ISLAMABAD: Pakistan on Friday increased petrol and diesel prices by Rs55 ($0.20) per liter each as escalating conflict in the Middle East sent global oil prices sharply higher and disrupted energy supply routes, officials said.

Global oil markets have been rattled since coordinated strikes by the United States and Israel against Iran began last week, triggering retaliatory attacks across the region, raising fears of disruption to key energy shipping routes and pushing petroleum prices sharply upward.

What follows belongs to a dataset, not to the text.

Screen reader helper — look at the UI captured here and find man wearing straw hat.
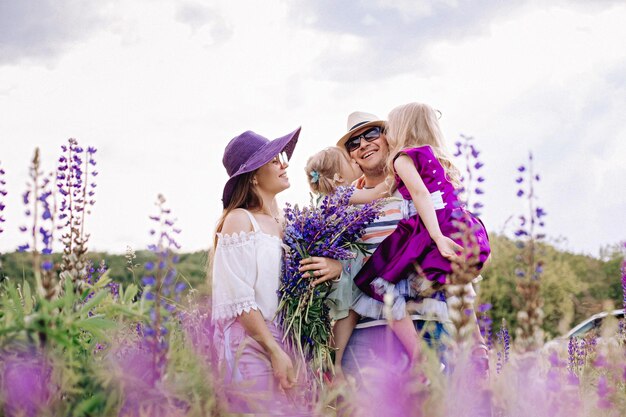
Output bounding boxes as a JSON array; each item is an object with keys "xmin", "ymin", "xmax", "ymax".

The price adjustment in Pakistan was announced after a joint press conference by Finance Minister Muhammad Aurangzeb, Deputy Prime Minister and Foreign Minister Ishaq Dar and Petroleum Minister Ali Pervaiz Malik, who said the government was monitoring international energy markets and domestic supply conditions amid the crisis.

“So, the decision we have made by changing the levy a little bit is that we are going ahead with increasing the price of both fuels, petrol and diesel, by Rs55 ($0.20),” Malik told reporters. 

“And as soon as this matter settles, we will revise the prices downward with the same speed and take steps on how to increase people’s income and purchasing power.”

He said Pakistan entered the crisis with “comfortable energy reserves” due to earlier planning but rising global prices had forced the government to adjust domestic fuel rates to maintain supply continuity.

He said international petrol prices had climbed from roughly $78 per barrel on March 1 to around $106.8 per barrel, while diesel prices had risen to about $150 per barrel.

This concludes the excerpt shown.